Step I.
Firstly, we wanted to design a BioBrick consisting of our methanol – dependent promoter. It is the core of our project, so we decided to mainly focus on it. In theory the plan that we prepared was clear and easy – but, of course, nothing is predictable in lab J The part itself fortunately didn’t include any restriction sites that we would have to get rid of, so the only thing that we had to do was isolating genomic DNA from M.organophilum, PCR with primers matching our promoter sequence and ligation of the PCR product with plasmid Backbone.
Step II.
The second step that we planned to do was to check if our BioBrick is properly working.

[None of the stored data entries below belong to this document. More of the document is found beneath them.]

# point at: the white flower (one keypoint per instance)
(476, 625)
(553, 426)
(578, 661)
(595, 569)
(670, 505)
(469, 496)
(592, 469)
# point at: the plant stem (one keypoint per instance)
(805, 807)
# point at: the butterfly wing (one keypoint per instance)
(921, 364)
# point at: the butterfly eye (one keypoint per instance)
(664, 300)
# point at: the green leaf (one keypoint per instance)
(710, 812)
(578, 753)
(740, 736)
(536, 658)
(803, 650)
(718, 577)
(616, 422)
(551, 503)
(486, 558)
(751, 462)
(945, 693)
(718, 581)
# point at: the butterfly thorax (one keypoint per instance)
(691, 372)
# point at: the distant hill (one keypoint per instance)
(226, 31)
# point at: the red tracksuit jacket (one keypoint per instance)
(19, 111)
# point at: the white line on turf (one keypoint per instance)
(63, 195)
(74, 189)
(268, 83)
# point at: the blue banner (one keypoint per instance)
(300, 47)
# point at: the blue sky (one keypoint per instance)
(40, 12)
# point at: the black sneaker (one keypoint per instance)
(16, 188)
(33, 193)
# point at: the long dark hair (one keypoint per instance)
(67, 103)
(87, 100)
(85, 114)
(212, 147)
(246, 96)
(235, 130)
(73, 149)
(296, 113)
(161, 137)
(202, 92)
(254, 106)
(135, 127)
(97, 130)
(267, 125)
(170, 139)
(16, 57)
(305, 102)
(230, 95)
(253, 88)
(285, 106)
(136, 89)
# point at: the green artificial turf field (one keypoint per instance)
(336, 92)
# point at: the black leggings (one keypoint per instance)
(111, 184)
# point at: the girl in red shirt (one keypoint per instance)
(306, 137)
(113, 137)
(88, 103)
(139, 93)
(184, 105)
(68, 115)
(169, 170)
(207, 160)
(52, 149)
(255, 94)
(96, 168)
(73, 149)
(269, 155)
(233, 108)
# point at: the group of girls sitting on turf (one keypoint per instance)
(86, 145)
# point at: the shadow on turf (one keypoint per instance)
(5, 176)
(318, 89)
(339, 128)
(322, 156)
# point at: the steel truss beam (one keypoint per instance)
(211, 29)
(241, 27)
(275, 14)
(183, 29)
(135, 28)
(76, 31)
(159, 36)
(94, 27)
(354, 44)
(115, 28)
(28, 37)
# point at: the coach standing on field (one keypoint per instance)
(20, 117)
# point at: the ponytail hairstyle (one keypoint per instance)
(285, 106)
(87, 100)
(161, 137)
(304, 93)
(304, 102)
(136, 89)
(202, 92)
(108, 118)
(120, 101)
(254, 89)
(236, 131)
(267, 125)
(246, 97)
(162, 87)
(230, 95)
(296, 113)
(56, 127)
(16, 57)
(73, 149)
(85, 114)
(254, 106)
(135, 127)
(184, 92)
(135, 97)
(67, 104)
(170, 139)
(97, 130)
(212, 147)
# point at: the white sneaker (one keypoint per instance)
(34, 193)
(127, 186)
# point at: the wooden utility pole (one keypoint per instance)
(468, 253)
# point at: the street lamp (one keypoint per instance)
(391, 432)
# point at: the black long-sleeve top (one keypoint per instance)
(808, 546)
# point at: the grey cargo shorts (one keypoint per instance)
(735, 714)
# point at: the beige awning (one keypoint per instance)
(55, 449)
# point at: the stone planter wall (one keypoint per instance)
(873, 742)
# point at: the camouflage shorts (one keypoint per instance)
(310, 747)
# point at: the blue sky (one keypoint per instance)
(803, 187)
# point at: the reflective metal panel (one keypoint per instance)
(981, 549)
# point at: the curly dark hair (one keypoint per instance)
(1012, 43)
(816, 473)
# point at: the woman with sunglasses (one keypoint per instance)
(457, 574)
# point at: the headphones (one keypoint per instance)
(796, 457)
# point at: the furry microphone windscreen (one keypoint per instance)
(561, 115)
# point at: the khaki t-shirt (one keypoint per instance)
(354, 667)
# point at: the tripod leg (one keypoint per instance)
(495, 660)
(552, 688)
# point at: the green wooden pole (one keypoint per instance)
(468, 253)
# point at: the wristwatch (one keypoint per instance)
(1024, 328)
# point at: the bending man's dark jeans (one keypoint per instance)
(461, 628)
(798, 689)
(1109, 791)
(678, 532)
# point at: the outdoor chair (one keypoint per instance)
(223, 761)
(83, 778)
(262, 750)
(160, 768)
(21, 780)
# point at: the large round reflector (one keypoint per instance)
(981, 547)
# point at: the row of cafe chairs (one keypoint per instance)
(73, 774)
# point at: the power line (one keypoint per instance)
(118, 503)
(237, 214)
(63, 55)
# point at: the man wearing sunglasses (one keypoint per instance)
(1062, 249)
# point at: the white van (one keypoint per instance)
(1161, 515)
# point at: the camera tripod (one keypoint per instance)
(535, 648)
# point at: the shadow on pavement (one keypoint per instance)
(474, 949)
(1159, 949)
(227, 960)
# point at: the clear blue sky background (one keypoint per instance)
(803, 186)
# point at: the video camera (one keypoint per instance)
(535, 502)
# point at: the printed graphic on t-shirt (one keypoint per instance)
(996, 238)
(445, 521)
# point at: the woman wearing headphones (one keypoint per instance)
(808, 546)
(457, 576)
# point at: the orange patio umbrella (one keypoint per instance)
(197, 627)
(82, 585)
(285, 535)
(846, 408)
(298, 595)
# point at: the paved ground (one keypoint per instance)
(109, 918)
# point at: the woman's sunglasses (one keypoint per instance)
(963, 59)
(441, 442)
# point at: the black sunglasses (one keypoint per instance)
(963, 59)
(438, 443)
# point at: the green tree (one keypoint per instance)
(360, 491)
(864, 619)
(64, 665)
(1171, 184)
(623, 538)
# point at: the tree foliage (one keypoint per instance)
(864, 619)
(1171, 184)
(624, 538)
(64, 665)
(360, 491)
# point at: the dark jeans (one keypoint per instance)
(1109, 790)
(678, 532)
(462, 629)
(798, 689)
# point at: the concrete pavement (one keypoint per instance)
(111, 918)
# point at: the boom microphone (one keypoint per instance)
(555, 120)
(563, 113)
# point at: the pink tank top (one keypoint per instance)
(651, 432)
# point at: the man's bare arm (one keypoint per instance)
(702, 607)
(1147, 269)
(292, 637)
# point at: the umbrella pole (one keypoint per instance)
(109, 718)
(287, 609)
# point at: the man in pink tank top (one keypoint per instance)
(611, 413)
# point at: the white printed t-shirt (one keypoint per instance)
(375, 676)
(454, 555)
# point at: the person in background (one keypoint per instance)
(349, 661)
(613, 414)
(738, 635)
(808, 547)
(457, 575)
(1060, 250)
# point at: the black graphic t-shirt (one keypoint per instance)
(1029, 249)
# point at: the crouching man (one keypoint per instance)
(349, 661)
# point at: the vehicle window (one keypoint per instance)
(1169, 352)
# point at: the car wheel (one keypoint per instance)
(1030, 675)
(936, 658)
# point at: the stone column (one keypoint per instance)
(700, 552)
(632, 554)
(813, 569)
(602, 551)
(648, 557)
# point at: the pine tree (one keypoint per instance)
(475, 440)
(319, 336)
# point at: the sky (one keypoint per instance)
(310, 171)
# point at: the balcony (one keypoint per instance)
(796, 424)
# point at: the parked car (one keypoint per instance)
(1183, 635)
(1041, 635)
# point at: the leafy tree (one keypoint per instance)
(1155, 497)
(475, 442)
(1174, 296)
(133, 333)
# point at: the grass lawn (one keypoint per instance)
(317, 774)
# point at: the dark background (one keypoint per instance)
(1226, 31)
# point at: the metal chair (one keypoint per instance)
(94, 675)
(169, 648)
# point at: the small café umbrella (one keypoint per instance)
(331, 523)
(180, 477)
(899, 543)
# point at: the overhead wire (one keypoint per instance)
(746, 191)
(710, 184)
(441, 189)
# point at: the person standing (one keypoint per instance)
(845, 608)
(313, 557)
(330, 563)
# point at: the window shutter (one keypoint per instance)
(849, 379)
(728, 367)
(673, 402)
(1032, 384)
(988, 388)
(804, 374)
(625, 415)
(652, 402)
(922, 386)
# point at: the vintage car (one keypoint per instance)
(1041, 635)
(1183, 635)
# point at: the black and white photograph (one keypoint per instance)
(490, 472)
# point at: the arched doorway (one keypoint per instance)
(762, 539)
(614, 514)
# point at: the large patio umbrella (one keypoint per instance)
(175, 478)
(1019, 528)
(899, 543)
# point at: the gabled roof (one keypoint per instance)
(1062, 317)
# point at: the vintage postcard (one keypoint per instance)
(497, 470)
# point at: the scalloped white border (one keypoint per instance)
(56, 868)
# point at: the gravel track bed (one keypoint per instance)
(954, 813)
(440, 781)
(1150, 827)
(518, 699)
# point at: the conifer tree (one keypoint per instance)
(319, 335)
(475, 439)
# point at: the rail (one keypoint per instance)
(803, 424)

The bacterium on which we wanted to test it was E.coli TOP10 F’ strain. We decided that the reporter protein which we will use is GFP and catechol oxidase.
Step III.
After checking, if the BioBrick which we constructed is working, we wanted to ligate our part with pKT230 plasmid. The aim of this procedure was to create a plasmid that would be maintained by Zymomonas mobilis. After a thorough research we decided, that Zymomonas mobilis, although it’s hard to transform, would be a best host to our plasmid due to its high resistance to ethanol.
Step IV.
The last step was to measure the efficiency of reporter protein production by Zymomonas mobilis in different concentrations of methanol.
Results.
Unfortunately, due to lack of time, we couldn’t execute our whole project plan. What we achieved, was creation of the methanol-dependent promoter BioBrick. We didn’t have time to measure how well it’s working. We also constructed pKT230 plasmid with an insert consisting of methanol-dependent promoter and GFP. We hope to continue or work after the Jamboree. Next step ahead of us: Z.mobilis transformation!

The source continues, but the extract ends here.